Department of Orthodontics, School of Dentistry, The University of Texas Health Science Center at Houston, Houston, Tex.
Department of Orthodontics, School of Dentistry, and Graduate School of Biomedical Sciences, The University of Texas Health Science Center at Houston, Houston, Tex.
Am J Orthod Dentofacial Orthop. 2020 Dec;158(6):889-897. doi: 10.1016/j.ajodo.2020.03.023.
This study aimed to investigate the effect of print orientation and ultraviolet (UV) light curing duration on the dimensional accuracy of a clear aligner design fabricated directly using 3-dimensional (3D) printing.
A master clear aligner design file was 3D printed on a stereolithography printer using 3 different build angles with respect to the build platform: parallel (Horizontal), perpendicular (Vertical), and 45° (45-Degree) (n = 10/group). The 45° orientation then was used to print aligners for 3 postprint processing treatment groups: 0 minutes of UV light and heat exposure (No Cure); 20 minutes of UV light exposure at 80C (20 Minute), and 40 minutes of UV light exposure at 80C (40 Minute) (n = 10/group). Each part was digitally scanned and superimposed with the input file for 3D deviation analysis. A generalized linear mixed model and post-hoc Tukey contrasts were applied for statistical analysis.
Difficulties were encountered in optical scanning of 3D-printed aligners, resulting in the exclusion of some samples and the No Cure group from the analysis. The average positive and negative deviations were not statistically significantly different among the print orientations, and postprint processing conditions were analyzed and fell within limits of clinical acceptability (0.250 mm). Color deviation maps illustrated localized areas of dimensional deviation that may affect the clinical utility of the printed aligner design.

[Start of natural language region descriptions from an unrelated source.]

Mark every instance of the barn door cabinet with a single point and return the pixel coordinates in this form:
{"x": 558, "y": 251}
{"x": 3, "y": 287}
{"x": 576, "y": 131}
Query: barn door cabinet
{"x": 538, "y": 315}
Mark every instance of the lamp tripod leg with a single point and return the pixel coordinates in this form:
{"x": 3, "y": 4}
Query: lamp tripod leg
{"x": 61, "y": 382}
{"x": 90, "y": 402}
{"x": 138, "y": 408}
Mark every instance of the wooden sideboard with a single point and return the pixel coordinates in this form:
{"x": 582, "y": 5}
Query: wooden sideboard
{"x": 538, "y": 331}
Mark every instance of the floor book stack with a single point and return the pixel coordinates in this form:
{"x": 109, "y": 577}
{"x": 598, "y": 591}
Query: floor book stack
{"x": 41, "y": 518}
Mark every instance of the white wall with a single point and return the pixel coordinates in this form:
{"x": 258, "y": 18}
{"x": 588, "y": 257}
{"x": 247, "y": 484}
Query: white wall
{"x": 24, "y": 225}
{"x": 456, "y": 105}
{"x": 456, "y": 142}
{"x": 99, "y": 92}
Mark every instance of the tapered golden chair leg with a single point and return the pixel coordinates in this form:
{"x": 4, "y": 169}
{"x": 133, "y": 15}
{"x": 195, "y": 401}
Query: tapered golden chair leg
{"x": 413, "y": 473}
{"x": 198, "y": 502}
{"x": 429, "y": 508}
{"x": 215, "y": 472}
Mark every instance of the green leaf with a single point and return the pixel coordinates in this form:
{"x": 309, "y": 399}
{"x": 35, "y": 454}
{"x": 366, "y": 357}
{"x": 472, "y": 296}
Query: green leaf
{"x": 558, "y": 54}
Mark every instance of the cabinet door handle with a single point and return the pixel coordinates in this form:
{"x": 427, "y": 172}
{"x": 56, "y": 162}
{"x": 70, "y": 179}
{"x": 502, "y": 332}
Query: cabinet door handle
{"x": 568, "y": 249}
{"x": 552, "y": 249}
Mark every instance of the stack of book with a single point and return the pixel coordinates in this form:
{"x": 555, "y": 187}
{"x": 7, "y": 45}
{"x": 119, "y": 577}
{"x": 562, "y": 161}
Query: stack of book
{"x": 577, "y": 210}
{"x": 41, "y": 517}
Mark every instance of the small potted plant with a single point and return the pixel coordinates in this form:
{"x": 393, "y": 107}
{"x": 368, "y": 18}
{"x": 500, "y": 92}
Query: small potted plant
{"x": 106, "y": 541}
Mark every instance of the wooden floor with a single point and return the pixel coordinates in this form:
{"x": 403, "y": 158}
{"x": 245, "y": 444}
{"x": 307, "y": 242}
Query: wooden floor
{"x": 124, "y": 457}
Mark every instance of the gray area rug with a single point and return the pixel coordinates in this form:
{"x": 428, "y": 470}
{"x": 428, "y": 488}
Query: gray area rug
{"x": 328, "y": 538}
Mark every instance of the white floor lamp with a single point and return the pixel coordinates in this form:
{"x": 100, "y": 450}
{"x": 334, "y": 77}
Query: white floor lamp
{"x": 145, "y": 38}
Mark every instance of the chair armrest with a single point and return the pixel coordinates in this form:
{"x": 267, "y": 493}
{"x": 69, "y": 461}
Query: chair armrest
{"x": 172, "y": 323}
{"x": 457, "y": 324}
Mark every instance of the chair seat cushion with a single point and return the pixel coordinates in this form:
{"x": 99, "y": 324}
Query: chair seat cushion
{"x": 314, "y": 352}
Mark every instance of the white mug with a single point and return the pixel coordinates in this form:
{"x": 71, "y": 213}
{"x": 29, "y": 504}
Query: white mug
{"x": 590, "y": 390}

The print orientation and postprint curing duration have little effect on the overall accuracy of the 3D-printed aligner design under the conditions investigated. However, the potential effects of location-specific deviations on the clinical utility of 3D-printed aligners should be considered in future studies.
本研究旨在探讨打印方向和紫外线(UV)光固化时间对直接使用三维(3D)打印制造的透明矫正器设计的尺寸精度的影响。
使用立体光刻打印机,通过相对于构建平台的 3 个不同构建角度对主透明矫正器设计文件进行 3D 打印:平行(水平)、垂直(垂直)和 45°(45 度)(每组 n=10)。然后,将 45°方向用于打印 3 种后处理处理组的矫正器:不进行 UV 光和热暴露(无固化);80°C 下曝光 20 分钟的 UV 光(20 分钟)和 80°C 下曝光 40 分钟的 UV 光(40 分钟)(每组 n=10)。对每个部分进行数字扫描,并与输入文件进行叠加,以进行 3D 偏差分析。应用广义线性混合模型和事后 Tukey 对比进行统计分析。
3D 打印矫正器的光学扫描遇到困难,导致一些样本和无固化组被排除在分析之外。打印方向之间的平均正负偏差没有统计学显著差异,并且对后处理条件进行了分析,结果在临床可接受范围内(0.250mm)。颜色偏差图说明了可能影响打印矫正器设计临床实用性的局部尺寸偏差区域。
在研究条件下,打印方向和后处理固化时间对 3D 打印矫正器设计的整体精度影响不大。然而,位置特定偏差对 3D 打印矫正器临床实用性的潜在影响应在未来研究中考虑。